An example and the expected result shall explain the situation:
Table One
| id | rev | colour |
| --- | --- | ------ |
| 1 | a | blue |
| 2 | a | green |
| 1 | b | grey |
Table Two
| id | rev | note |
| --- | --- | -------- |
| 1 | a | rejected |
| 1 | a | removed |
| 1 | b | rejected |
| 1 | b | rejected |
| 2 | a | removed |
| 2 | a | removed |
Pseudo SQL of the expected result set
t1.id, t1.rev, t1.colour, t2.count(rejected), t2.count(removed)
Expected result
| id | rev | colour | rejected | removed |
| --- | --- | ------ | -------- | ------- |
| 1 | a | blue | 1 | 1 |
| 2 | a | green | 0 | 2 |
| 1 | b | grey | 2 | 0 |
What is the best way to get this in one SQL Statement? I guess I should use two sub-selects and join those.

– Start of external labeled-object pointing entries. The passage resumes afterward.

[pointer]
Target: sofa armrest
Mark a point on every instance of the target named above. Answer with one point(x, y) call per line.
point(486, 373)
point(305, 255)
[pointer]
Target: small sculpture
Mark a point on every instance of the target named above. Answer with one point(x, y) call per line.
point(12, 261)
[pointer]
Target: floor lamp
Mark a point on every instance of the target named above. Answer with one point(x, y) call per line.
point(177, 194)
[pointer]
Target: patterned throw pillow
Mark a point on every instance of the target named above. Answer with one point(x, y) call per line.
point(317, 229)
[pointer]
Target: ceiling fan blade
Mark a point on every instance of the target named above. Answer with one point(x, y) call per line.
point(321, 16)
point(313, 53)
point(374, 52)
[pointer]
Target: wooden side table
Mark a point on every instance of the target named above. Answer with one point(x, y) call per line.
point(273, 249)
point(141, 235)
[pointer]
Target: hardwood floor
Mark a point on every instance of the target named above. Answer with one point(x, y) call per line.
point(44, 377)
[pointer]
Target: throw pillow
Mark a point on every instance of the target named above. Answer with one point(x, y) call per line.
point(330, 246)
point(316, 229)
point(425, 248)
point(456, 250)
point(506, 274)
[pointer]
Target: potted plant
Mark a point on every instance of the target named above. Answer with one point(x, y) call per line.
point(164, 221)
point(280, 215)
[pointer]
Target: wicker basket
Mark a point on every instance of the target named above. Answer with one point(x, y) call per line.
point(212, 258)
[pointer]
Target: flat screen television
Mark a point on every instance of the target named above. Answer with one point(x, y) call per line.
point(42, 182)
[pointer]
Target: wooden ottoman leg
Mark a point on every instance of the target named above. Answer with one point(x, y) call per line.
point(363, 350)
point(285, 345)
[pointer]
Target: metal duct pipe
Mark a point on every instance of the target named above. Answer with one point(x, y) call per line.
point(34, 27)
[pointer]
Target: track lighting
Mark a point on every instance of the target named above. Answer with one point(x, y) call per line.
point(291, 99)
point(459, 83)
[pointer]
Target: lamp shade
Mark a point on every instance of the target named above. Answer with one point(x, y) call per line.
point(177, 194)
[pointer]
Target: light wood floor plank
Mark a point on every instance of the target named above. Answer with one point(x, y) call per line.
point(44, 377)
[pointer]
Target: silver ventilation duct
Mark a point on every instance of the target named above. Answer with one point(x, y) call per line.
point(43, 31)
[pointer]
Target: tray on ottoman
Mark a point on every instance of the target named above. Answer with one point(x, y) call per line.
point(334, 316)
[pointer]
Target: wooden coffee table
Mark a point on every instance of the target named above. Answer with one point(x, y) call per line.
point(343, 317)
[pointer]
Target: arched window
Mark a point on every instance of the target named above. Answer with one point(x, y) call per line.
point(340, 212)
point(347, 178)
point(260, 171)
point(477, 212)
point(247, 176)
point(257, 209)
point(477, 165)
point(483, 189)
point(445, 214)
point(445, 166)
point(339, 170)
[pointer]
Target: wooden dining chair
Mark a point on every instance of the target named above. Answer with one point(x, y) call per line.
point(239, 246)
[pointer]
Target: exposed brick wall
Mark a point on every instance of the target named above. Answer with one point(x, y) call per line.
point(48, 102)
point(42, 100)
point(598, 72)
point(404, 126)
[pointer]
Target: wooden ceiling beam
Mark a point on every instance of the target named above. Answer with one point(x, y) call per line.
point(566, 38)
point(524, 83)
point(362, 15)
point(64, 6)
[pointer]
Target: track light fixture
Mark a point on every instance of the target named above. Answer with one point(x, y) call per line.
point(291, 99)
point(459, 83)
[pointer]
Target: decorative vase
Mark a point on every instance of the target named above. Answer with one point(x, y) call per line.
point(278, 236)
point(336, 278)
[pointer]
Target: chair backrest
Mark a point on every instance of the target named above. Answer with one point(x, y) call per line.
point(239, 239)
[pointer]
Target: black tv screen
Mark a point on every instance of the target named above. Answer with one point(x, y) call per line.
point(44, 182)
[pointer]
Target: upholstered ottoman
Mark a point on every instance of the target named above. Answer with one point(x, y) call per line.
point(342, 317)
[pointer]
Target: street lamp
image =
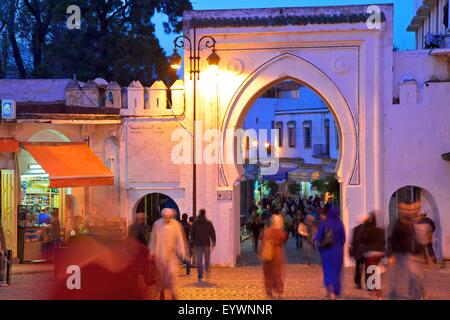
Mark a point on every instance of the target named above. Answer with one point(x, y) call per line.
point(194, 74)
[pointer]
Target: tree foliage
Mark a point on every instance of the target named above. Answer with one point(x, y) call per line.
point(116, 41)
point(327, 184)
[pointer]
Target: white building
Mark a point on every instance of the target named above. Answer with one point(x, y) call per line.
point(308, 137)
point(431, 24)
point(392, 119)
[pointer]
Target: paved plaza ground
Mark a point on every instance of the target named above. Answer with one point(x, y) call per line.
point(240, 283)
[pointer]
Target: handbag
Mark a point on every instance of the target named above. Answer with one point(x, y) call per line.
point(267, 249)
point(327, 239)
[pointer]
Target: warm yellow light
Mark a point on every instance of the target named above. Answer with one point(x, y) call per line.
point(213, 69)
point(175, 60)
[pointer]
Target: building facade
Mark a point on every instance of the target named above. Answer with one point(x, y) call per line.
point(391, 118)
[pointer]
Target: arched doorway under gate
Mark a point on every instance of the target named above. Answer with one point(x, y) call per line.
point(343, 61)
point(304, 140)
point(423, 203)
point(151, 205)
point(299, 70)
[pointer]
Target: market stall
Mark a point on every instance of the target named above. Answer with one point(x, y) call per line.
point(50, 170)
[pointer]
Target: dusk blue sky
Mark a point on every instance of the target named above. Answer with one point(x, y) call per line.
point(403, 14)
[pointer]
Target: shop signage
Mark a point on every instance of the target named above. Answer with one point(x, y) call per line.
point(224, 195)
point(8, 109)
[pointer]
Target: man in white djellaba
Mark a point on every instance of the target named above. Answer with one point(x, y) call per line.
point(167, 243)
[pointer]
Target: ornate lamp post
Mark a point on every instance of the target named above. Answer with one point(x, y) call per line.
point(194, 74)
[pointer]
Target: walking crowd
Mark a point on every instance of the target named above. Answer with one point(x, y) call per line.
point(315, 225)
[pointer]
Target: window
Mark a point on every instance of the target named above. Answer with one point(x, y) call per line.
point(279, 126)
point(409, 194)
point(445, 19)
point(327, 136)
point(102, 97)
point(291, 134)
point(307, 132)
point(336, 132)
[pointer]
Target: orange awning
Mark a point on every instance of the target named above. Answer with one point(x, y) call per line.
point(70, 164)
point(9, 145)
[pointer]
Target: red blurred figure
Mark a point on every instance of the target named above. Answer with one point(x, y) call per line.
point(97, 271)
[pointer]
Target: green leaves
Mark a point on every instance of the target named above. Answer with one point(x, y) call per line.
point(116, 41)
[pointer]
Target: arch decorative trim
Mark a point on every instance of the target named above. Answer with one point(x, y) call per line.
point(290, 66)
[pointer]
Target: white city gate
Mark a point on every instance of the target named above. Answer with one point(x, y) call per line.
point(330, 49)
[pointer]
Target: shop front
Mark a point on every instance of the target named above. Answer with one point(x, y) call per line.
point(48, 172)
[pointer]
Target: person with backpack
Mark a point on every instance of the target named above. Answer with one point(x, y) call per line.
point(356, 251)
point(203, 236)
point(256, 227)
point(331, 239)
point(272, 256)
point(373, 244)
point(3, 259)
point(187, 230)
point(425, 228)
point(406, 253)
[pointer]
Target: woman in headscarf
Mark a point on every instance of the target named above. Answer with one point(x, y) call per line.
point(274, 239)
point(166, 242)
point(331, 239)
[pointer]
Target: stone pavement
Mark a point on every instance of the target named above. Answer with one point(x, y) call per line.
point(241, 283)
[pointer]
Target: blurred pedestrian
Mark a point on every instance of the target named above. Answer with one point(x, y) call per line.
point(356, 250)
point(373, 239)
point(187, 231)
point(166, 242)
point(425, 229)
point(272, 256)
point(308, 233)
point(3, 258)
point(298, 219)
point(256, 227)
point(406, 254)
point(331, 239)
point(203, 236)
point(137, 247)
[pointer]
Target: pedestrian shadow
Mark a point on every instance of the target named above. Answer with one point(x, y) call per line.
point(203, 284)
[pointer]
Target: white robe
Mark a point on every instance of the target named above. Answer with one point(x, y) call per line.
point(167, 241)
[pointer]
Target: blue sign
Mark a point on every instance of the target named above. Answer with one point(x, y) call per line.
point(8, 109)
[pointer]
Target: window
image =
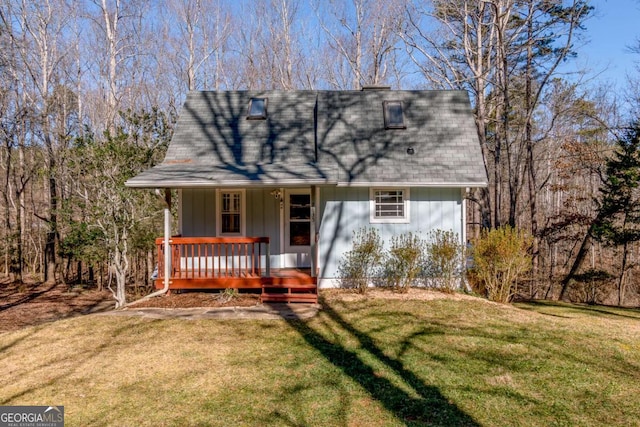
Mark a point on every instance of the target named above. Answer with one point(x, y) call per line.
point(231, 213)
point(257, 109)
point(390, 205)
point(393, 115)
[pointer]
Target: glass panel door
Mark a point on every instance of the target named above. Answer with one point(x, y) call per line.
point(299, 216)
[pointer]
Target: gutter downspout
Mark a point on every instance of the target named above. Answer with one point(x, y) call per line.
point(167, 249)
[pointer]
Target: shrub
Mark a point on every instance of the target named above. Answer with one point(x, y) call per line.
point(405, 261)
point(362, 263)
point(500, 257)
point(445, 254)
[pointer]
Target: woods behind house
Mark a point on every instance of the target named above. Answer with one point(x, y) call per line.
point(90, 91)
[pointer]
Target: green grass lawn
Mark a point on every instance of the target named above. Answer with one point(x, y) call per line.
point(359, 363)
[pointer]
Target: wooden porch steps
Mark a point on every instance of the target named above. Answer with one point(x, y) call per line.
point(289, 292)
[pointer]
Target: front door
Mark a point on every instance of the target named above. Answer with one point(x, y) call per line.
point(297, 228)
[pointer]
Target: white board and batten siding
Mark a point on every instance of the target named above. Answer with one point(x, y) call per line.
point(345, 210)
point(198, 216)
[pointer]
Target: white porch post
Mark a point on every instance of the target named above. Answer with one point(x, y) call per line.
point(167, 237)
point(312, 232)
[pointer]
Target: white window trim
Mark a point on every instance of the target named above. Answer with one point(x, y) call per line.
point(243, 211)
point(372, 206)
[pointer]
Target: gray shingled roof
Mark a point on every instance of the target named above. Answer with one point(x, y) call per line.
point(321, 137)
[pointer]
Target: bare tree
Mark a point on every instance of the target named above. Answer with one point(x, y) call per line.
point(364, 35)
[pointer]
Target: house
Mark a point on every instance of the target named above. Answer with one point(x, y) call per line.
point(272, 184)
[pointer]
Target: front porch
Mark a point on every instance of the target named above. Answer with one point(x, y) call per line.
point(205, 263)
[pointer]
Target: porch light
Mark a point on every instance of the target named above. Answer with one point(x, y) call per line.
point(277, 194)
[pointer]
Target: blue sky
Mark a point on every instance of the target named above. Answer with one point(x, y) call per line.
point(614, 27)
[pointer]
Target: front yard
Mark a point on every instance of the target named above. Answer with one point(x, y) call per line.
point(372, 361)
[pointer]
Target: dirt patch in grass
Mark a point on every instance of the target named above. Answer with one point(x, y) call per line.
point(34, 303)
point(200, 299)
point(28, 304)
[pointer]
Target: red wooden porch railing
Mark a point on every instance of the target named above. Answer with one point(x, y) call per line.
point(224, 259)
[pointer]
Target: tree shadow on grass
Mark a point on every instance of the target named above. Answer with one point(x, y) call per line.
point(426, 406)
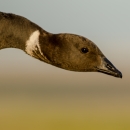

Don't know how to put in the count(), group by() and join here.
Thanks for your ideas!
I think you just want aggregation and join
. I would approach this as:
select *
from table1 t1 left join
(select id, rev,
sum(case when note = 'rejected' then 1 else 0 end) as rejected,
sum(case when note = 'removed' then 1 else 0 end) as removed
from table2 t2
group by id, rev
) t2
using (id, rev);
Doing the aggregation in the subquery and using the using
clause makes it convenient to select all columns from table1
without having to list all of them.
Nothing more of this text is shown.